There is an example say that a king presents two daggers in a box which could be golden or silver. I understand the first part is to simulate all three possible results in the box.
set.seed(20202020)
boxes <- sample(c('GG','SS','GS'),
size=10^5,replace=T,prob=c(1/3,1/3,1/3))
table(boxes)/10^5`
## boxes
## GG GS SS
## 0.33333 0.33413 0.33254
But I am confused with the second part. I understand that as.numeric(as.factor(boxes))turns the result of "GG" "GS" "SS" into numeric 1,2,3; I don't understand what the purpose of this line: prob=c(1,.5,0)[as.numeric(as.factor(boxes))]. It seems to produce three values in the probabilities, but this is a binomial simulation so I can't figure it out.

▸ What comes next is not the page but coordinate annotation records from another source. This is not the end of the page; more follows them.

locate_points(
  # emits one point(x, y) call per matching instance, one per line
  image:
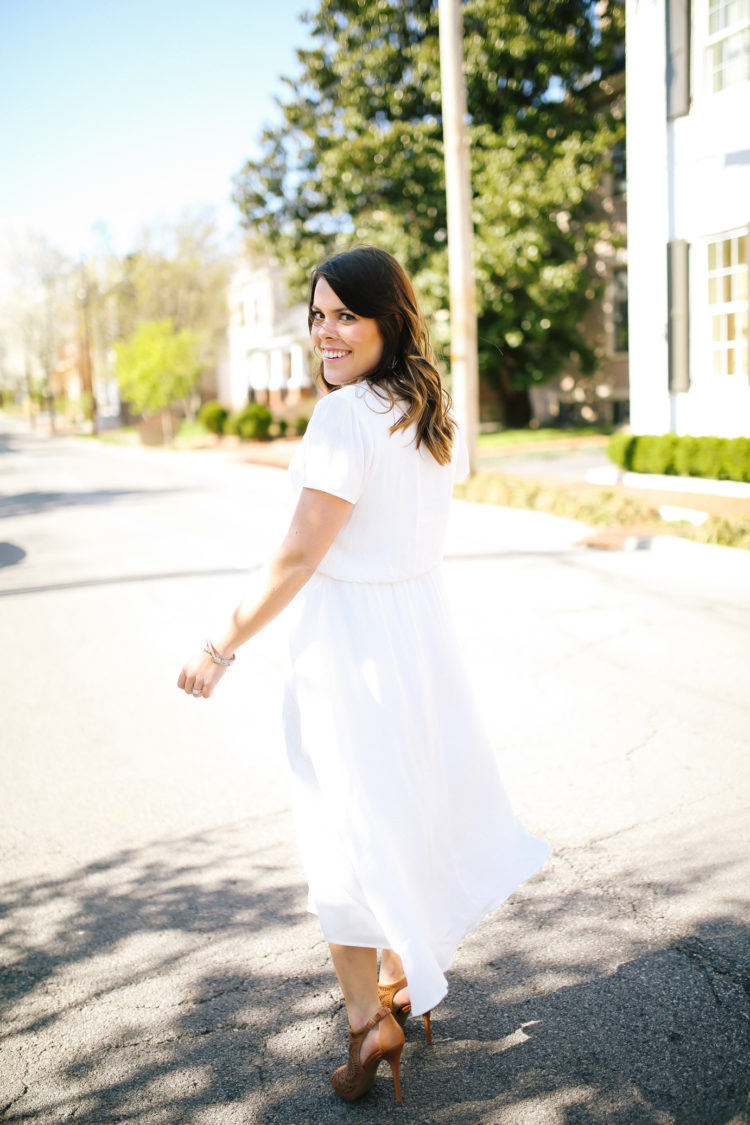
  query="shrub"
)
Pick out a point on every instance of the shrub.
point(735, 460)
point(713, 458)
point(211, 416)
point(620, 449)
point(253, 422)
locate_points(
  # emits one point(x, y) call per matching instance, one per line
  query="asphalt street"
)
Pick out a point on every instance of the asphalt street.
point(159, 964)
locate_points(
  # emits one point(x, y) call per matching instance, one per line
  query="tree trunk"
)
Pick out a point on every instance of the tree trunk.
point(515, 404)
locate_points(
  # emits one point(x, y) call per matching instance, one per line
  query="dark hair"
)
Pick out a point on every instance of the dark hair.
point(371, 284)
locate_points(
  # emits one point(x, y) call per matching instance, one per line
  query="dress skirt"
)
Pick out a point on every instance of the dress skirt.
point(406, 835)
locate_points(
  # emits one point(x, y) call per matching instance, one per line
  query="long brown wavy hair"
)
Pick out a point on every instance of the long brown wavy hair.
point(371, 284)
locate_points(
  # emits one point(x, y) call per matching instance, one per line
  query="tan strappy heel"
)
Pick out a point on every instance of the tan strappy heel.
point(387, 992)
point(353, 1080)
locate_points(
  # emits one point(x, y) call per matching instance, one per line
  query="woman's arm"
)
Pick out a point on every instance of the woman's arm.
point(317, 520)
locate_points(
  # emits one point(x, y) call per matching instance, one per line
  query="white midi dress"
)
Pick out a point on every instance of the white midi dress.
point(406, 835)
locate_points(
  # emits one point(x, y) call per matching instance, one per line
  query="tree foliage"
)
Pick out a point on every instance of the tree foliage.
point(156, 366)
point(358, 156)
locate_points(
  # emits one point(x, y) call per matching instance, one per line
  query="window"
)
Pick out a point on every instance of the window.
point(729, 43)
point(728, 304)
point(620, 309)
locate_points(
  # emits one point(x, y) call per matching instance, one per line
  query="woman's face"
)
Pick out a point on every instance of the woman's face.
point(351, 345)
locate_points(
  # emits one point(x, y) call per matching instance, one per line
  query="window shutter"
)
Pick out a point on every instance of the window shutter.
point(678, 59)
point(677, 281)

dagger <- rbinom(10^5,size=1,prob=c(1,.5,0)[as.numeric(as.factor(boxes))])
So, as you point out,
probis usually a single number between 0 and 1. But, if you give it a vector instead, it applies the vector sequentially until it reaches the end, and then applies it from the beginning again.For example, the code
rbinom(n=3, size=10, prob = c(1,0))would give resultsc(10,0,10). So, let's look at whatc(1,.5,0)[as.numeric(as.factor(boxes))]does. If x is a vector, thenx[c(1,2,1)]returns the first element of x, then the second element, and then the first again. So whatc(1,.5,0)[as.numeric(as.factor(boxes))]does is replace every instance, in the vector boxes by the following rule: GG is replaced by 1, GS with 0.5, and SS with 0.In other words, what the code does as a whole is first create a list of boxes. Then, based on the type of the box, it adjusts the probability of success to match. If it is a GG box, then it guarantees there will be a positive result. If it is a GS box, then it only guarantees a positive result 50% of the time. And if you get an SS box, then you are guaranteed to get nothing. Dagger lists 1 every time you got a dagger, and 0 for the times you didn't.